そして、キャッチコピーをひとまず決めます。
企画内容を考えるうちに、もっと良いキャッチコピーを思いつけば、是非そちらに変えて下さい。
ただ、今は動画の方向性が必要なので、一旦、「自転車革命」というコピーを決め、動画の内容に入っていきます。
(3)ウェアー・イズ・イット?媒体を決めよう!
ペルソナが決まれば、次は、そのペルソナに合った映像を流す場所(=媒体)を決めます。
テレビCMの特徴は、幅広い世代に届くことです。今回の様に、ターゲットが特化している場合は、高いお金を出してテレビCMで流すより、効果測定をしながら広告費をこまめに投入でき、かつ、ターゲットを絞ってリーチすることができるウェブ配信にした方が良いです。
可能であれば、ターゲット世代のインターネット利用状況を調べましょう。
例)30代主婦のインターネット利用状況
スマートフォン6割、PC2割、タブレット2割
SNSは、instagram、YouTubeに次いで、FB、LINEが多い。
今回は、主婦の利用率が最も高いinstagramとYouTubeで、動画を配信することにします。
そして、それぞれのSNS媒体の特徴を考えます。
instagram→基本音なし。どんどんスクロールしていくので、目に留まる工夫が必要。
YouTube→音あり。スキップされないように、冒頭で興味を引く工夫が必要。
媒体の特徴を知ることで、動画の内容も自然と考えやすくなります。
(4)ワット・キャン・アイ・ゲット?メリットを想像しよう!
最後に、PR商品(サービス)を手に入れることで、ターゲットが得られるメリットを想像します。
今回のケースだったら、主人公の伊藤さん(ペルソナ)が電動自転車を手に入れることで、生活がどのように変わるのか、想像してみます。
今までは、自転車のカゴにスーパーで買った大量の荷物を詰め、坂道を自転車を押しながら汗だくで上がっていたことでしょう。それが、電動自転車、しかも、子育てや家事で多忙な主婦にありがたい自動充電の機能がついた電動自転車を手に入れることで、どの様に変わるのか。
想像は容易いですよね。
そのメリットを必ず映像の中に入れて下さい。具体的には、映像の最後でPR商品(サービス)を手に入れた「後」の状態を、映像の冒頭で手に入れる「前」の状態を描きます。

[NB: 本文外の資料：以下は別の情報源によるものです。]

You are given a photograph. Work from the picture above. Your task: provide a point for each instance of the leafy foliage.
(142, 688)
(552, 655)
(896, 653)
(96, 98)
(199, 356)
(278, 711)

Before→Afterのストーリーが進むことで、メリットが分かりやすく伝わります。世にある動画広告を見てもらったら、その様な構成の映像が多いことに気付くでしょう。
そして、最後に、キャッチコピーで締めくくります。
さらに、(3)で決めた媒体ごとに映像を考えます。
instagramでは音なしでも目に留まる工夫が必要なので、冒頭に「自転車革命」と目を引くコピーを持ってくるなどのアイデアが出てきます。
YouTubeでは、動画を最後まで見てもらうための感情移入を喚起させる為、自転車に買い物袋をいっぱい積んで坂道を上がる主人公を冒頭で見せます。それを見て、ターゲットである主婦世代が「主婦業って大変だよね」「分かる分かる」と共感することができれば、成功です。

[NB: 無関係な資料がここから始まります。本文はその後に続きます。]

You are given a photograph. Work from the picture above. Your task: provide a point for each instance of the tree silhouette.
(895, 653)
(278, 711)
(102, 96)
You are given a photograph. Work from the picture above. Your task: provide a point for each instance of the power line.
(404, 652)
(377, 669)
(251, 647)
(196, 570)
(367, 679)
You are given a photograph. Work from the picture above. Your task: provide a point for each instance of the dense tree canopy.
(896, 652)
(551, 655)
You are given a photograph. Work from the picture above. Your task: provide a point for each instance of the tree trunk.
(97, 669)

こうして、大まかではありますが、動画の構成案ができました!
【主人公】
伊藤 真菜
【構成】
坂の上に住む伊藤さん。日々の買い出しに難儀している。
夫にも八つ当たりしてしまい、夫婦喧嘩に発展したりと生活にも支障が・・・。
↓
ある日、電動自転車が家に届く。差出人は不明。
↓
電動自転車を手に入れたことで生活は一変!自動充電だから、多忙な主婦にもピッタリ!
↓
電動自転車をプレゼントしてくれたのは、夫だったと知る伊藤さん。
電動自転車があることで、家庭も円満に。
【キャッチコピー】
自転車革命
3 ザ・サード・アイ!自信あろうが無かろうが、第三者に観てもらおう!
「サード・アイ」とは「第三者の目」ということ。
2で作った企画をブラッシュアップするために、自分だけで見ているのでなく、第三者にも見てもらいましょう。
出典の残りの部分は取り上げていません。